Eine lohnende Symbiose
Kunst kennt keine Grenzen. Sie beginnt dort, wo Schwellen überschritten werden und Neues entsteht. Dies gilt für alle Formen kreativen Schaffens, sei es in der Musik, der bildenden Kunst, der Literatur und mehr. Ohne diese Innovationen gäbe es keine neuen Epochen, Melodien, Bilder und dergleichen. Nur durch neue Ideen und Innovationen entstehen unbekannte Klangerlebnisse, Bildinterpretationen, Geschichten und Sinneseindrücke.
Bereits zweimal hatte der Kunstverein Ratingen e.V. die Möglichkeit, Arbeiten seiner Mitglieder in der Städtischen Musikschule Ratingen auszustellen, die, so der Leiter Paul Sevenich, den Flur „ungeheuer aufwerteten“ und zu einer äußerst positiven Resonanz geführt haben.

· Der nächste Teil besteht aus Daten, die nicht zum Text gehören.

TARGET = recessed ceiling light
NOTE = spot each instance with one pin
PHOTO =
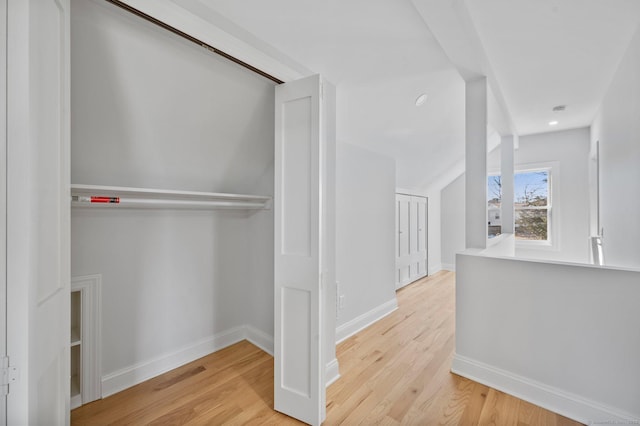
(420, 100)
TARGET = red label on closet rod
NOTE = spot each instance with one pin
(105, 199)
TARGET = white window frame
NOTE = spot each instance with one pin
(552, 242)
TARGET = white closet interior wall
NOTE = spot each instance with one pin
(152, 110)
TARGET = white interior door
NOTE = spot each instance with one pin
(413, 239)
(420, 204)
(411, 242)
(403, 204)
(299, 174)
(38, 203)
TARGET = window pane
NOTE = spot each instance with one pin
(531, 188)
(494, 201)
(531, 224)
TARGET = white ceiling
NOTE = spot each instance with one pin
(554, 52)
(381, 55)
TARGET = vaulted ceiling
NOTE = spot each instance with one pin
(383, 54)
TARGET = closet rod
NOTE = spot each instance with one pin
(193, 39)
(158, 203)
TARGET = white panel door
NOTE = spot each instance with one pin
(38, 203)
(403, 206)
(411, 242)
(420, 205)
(413, 239)
(299, 173)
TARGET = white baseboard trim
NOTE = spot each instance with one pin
(449, 267)
(130, 376)
(365, 320)
(332, 372)
(435, 269)
(259, 338)
(553, 399)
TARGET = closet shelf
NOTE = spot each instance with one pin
(97, 196)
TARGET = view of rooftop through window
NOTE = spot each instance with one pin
(531, 205)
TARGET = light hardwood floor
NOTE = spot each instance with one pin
(394, 372)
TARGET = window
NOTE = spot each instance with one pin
(532, 205)
(494, 206)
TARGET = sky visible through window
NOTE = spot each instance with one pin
(525, 183)
(530, 181)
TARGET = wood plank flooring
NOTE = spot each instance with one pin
(394, 372)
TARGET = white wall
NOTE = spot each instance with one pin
(618, 129)
(563, 336)
(570, 151)
(152, 110)
(365, 236)
(452, 215)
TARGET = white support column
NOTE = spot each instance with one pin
(476, 163)
(506, 171)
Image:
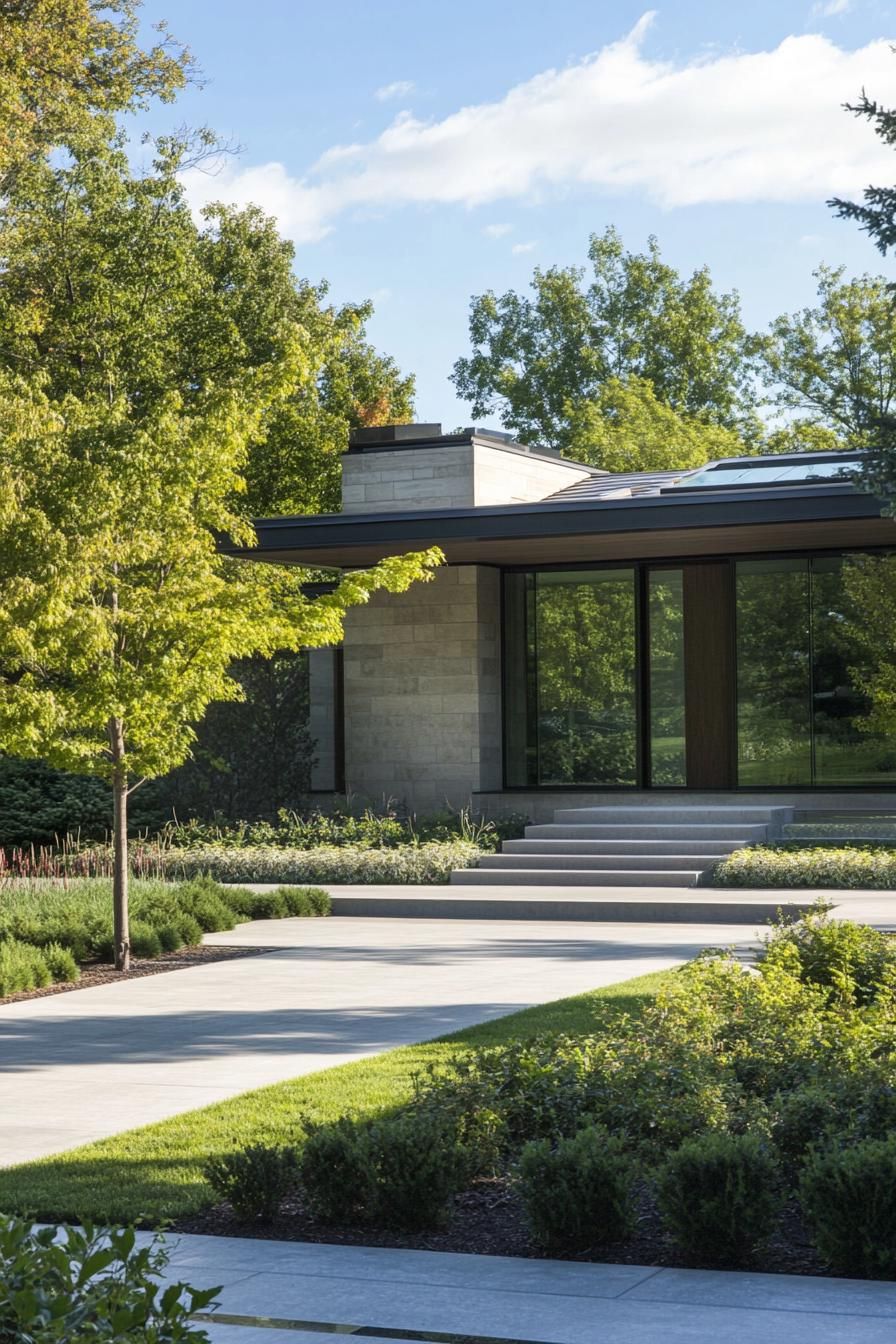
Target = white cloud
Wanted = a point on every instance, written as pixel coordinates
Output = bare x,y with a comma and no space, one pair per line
399,89
740,127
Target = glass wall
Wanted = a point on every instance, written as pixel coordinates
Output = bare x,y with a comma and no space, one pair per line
595,675
570,678
808,653
585,645
774,674
666,678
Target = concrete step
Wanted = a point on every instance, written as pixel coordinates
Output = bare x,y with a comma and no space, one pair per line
738,833
575,878
597,862
665,813
707,907
610,847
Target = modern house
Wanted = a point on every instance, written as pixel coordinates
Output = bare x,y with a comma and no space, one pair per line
597,636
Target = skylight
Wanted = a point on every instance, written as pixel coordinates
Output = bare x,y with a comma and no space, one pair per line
756,472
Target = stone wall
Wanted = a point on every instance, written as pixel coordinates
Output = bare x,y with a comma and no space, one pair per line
449,476
422,691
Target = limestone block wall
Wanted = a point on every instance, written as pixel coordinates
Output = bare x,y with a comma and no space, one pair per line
422,691
449,476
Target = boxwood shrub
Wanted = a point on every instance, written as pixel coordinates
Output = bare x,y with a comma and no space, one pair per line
578,1192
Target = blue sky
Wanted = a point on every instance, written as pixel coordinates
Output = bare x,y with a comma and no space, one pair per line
421,152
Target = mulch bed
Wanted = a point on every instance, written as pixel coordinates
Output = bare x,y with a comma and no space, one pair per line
100,973
488,1221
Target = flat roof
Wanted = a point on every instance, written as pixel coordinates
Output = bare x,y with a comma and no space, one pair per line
575,527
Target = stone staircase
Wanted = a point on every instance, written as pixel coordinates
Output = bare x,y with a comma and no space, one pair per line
662,844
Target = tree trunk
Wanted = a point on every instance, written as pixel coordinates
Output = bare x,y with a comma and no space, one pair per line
120,847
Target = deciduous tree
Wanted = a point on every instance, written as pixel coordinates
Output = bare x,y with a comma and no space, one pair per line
539,360
133,382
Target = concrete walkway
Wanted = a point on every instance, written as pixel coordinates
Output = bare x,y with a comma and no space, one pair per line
305,1290
90,1063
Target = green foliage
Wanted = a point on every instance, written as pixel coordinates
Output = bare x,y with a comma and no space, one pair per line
576,1194
853,960
92,1285
22,967
366,829
817,866
540,362
398,1171
155,1173
38,804
802,1117
255,1180
849,1198
61,964
834,364
335,1172
628,428
719,1196
431,862
77,919
67,67
415,1167
124,463
144,940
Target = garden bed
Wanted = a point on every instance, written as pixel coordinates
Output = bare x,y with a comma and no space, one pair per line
489,1221
102,973
836,867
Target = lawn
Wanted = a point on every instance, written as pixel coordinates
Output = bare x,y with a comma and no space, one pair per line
155,1173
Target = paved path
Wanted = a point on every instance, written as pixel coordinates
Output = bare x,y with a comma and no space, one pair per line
519,1300
90,1063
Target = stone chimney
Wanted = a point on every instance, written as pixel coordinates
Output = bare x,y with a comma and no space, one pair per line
395,468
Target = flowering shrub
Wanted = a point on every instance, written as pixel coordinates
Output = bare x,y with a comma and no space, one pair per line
407,863
774,866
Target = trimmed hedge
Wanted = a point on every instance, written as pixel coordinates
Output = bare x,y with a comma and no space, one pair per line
773,866
410,863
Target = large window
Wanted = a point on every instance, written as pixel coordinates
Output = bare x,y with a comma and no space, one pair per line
806,659
607,682
570,644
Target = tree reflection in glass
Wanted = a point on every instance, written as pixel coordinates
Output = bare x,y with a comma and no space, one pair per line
585,635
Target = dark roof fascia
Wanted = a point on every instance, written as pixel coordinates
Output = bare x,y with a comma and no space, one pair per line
564,518
476,438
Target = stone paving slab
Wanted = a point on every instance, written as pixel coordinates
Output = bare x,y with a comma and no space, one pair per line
521,1300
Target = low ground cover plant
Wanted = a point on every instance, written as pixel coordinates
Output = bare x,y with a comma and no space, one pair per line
49,929
85,1284
846,866
739,1092
430,862
366,828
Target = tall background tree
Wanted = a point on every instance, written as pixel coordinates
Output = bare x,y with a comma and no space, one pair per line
832,368
628,336
137,372
67,67
876,215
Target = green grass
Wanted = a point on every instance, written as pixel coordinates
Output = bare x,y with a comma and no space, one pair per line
155,1173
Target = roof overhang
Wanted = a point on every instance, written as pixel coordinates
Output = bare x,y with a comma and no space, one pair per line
572,531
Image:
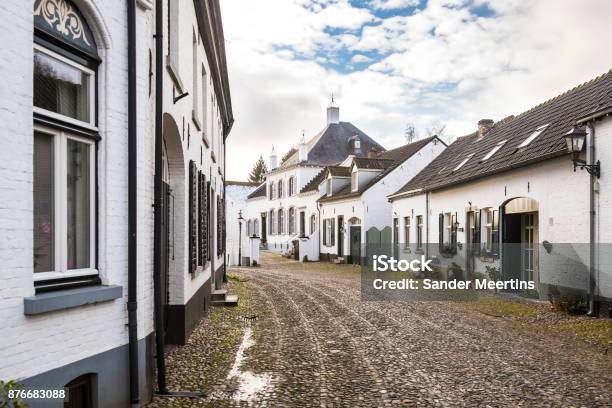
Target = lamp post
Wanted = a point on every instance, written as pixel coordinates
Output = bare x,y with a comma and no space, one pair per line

Nach einer so erfolgreichen Zusammenarbeit lag es nahe, auch weitere gemeinsame Projekte umzusetzen. Nach intensiven Überlegungen zwischen Elfi Lütcke, Leiterin des Kunstvereins, Petra Richter-Rose als Ausstellungsbeauftragte des Vereins, dem Team der Musikschule und ihres Fördervereins wurde die Idee geboren, die beiden künstlerischen Ausdrucksformen zusammen zu bringen: Musik und bildende Kunst.
So wurde das Projekt „Aus Klang wird Kunst – Musikstücke künstlerisch umgesetzt“ geboren.
Entsprechend wurden dem Kunstverein von der Musikschule zehn sehr unterschiedliche, kurze Musikstücke über YouTube als Anregung zur Verfügung gestellt, um daraus zu diesem Anlass ein neues, eigenes Bild zu kreieren.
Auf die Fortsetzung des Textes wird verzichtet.